Kill Your Darlings
“Her grief was a dark ocean, its salt tides pulled by the broken moon of memory, crashing against the crumbling cliffs of her resolve.”
Literature is full of both successful executions and regrettable survivals.
At first glance, "kill your darlings" might seem like a brutal, even cruel, directive. Why would we want to destroy the things we love? But the truth is, this approach is actually a liberating one. By being willing to cut, edit, and revise, we're not only improving our work, we're also freeing ourselves from the constraints of our own ego and attachment.
| Actor | Character | Role & Arc | | :--- | :--- | :--- | | | Allen Ginsberg | The protagonist and moral center. He transforms from a naive, rule-following freshman to a heartbroken, mature poet who learns that art requires painful honesty, not just beautiful lies. | | Dane DeHaan | Lucien Carr | The charismatic, self-destructive catalyst. A brilliant but tortured soul who preaches "New Vision" (art without limits) but is paralyzed by his own repressed desires and fear of being “ordinary.” He is both a hero and a villain. | | Ben Foster | William S. Burroughs | The detached, voyeuristic observer. A drug user and intellectual provocateur who treats life as a sociological experiment. He provides the amoral philosophical framework for the murder. | | Jack Huston | Jack Kerouac | The romantic, earnest writer. He is torn between his desire for conventional success (football, a wife) and the wild, bohemian life Lucien offers. He is the recorder of the group’s experiences. | | Michael C. Hall | David Kammerer | The tragic antagonist. A once-respected professor reduced to a desperate, haunting figure. His love for Lucien is genuine but toxic. He represents the destructive power of obsession and the ghost of the past. | Kill Your Darlings
: Instead of deleting a favorite scene forever, many writers save them in a separate "archives" or "bits" document to potentially use in future projects.
You invented a rich history for a minor character (the bartender who appears for one scene). You wrote a flashback explaining why he has a scar on his left hand. It’s fascinating. It has nothing to do with your protagonist. This is a darling.
If you are currently revising a manuscript, set aside one hour for the following ritual: “Her grief was a dark ocean, its salt
So, how can you start "killing your darlings" in your own work? Here are a few practical tips:
Few things scream “darling” louder than a dream sequence. Dreams allow writers to be surreal, symbolic, and unburdened by logic. They are also, 90% of the time, irrelevant to the plot. If your dream sequence exists to show off your imaginative imagery rather than to reveal necessary information, kill it.
As writers, artists, and creatives, we've all been there - deeply invested in our work, pouring our hearts and souls into every detail, every sentence, every brushstroke. We've spent countless hours crafting something we love, something we're proud of, something that's truly ours. But then, someone - a friend, a mentor, a editor - suggests that it's not quite working.

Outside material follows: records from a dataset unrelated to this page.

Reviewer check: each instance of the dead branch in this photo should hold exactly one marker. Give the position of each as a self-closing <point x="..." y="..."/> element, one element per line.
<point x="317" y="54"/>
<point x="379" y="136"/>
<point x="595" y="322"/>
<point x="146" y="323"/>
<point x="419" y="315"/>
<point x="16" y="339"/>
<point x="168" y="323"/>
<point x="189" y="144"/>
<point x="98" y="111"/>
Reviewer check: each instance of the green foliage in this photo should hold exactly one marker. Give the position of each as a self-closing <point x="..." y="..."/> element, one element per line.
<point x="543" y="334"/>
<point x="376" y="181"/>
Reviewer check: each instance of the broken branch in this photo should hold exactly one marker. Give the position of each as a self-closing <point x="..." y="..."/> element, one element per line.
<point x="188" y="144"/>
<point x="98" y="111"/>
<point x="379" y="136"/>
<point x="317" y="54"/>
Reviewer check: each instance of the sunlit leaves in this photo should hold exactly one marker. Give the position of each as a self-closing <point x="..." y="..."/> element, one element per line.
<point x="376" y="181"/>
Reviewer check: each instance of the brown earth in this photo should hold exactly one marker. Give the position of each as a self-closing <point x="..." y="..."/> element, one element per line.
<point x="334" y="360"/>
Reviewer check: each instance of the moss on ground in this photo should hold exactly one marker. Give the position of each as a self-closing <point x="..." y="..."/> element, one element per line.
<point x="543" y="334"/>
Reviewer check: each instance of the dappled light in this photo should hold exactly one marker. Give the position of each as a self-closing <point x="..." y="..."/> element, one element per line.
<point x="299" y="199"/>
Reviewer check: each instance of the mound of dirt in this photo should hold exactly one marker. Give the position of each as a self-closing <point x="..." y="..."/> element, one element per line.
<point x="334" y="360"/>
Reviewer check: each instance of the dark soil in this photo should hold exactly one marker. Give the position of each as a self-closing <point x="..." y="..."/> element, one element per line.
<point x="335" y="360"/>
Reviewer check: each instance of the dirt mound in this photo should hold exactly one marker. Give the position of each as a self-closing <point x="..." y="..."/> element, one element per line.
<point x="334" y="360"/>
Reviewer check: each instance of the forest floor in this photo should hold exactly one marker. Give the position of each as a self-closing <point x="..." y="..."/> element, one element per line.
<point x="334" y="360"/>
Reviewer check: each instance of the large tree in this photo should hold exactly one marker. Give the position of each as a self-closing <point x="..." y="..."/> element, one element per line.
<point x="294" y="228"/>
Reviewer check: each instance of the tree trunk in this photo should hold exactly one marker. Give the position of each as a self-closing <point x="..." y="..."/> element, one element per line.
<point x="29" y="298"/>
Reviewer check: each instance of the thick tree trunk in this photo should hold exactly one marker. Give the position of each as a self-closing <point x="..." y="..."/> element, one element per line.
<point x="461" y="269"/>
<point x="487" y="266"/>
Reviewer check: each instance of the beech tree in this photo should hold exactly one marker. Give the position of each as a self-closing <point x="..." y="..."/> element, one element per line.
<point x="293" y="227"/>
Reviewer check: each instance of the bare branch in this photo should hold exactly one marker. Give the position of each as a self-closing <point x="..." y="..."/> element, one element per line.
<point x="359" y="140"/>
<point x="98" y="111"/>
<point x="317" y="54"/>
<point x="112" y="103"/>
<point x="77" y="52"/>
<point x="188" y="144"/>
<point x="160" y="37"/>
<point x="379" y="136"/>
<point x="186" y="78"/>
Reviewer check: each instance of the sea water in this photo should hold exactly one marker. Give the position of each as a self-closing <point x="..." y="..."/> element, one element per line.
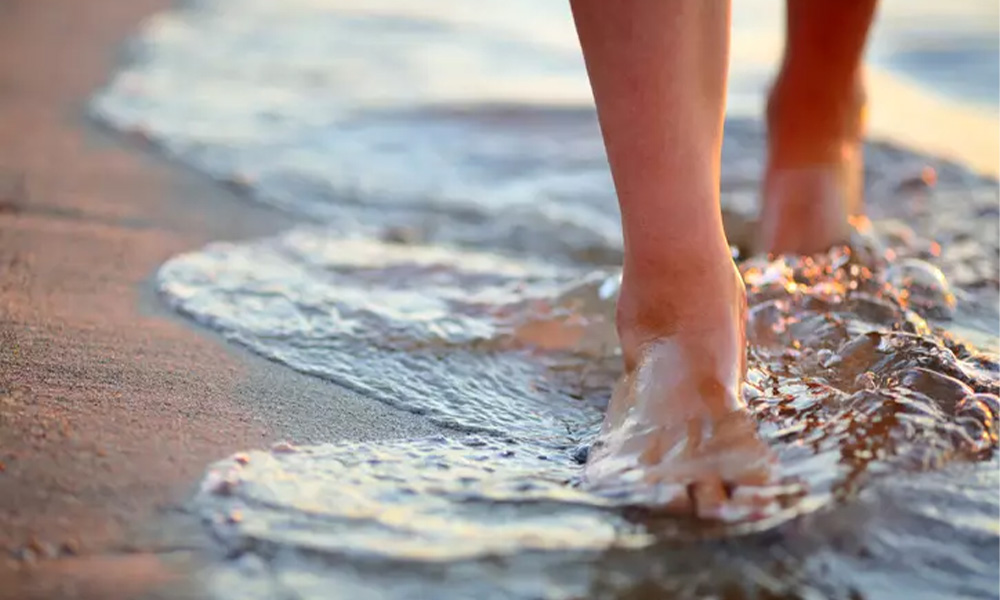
<point x="459" y="261"/>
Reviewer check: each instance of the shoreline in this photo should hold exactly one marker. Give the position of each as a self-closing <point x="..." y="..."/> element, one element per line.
<point x="111" y="405"/>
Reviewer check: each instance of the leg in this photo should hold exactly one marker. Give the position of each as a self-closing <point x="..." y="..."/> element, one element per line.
<point x="658" y="69"/>
<point x="815" y="120"/>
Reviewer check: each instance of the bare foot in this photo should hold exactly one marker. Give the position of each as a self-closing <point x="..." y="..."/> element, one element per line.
<point x="813" y="182"/>
<point x="677" y="433"/>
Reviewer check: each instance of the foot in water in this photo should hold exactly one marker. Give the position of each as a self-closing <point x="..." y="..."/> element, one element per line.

That something needs to change. That, in fact, we need to "kill our darlings." But the truth is, this approach is actually a liberating one
While often attributed to modern authors like or Stephen King , the phrase actually dates back to the early 20th century.
In 1944, a shy, sheltered Allen Ginsberg arrives at Columbia University, eager to escape his stifling family and become a writer. He is immediately seduced by a group of non-conformist upperclassmen, led by the mercurial Lucien Carr. Carr introduces Allen to a world of drugs, jazz, free thought, and a revolutionary approach to literature that rejects traditional forms.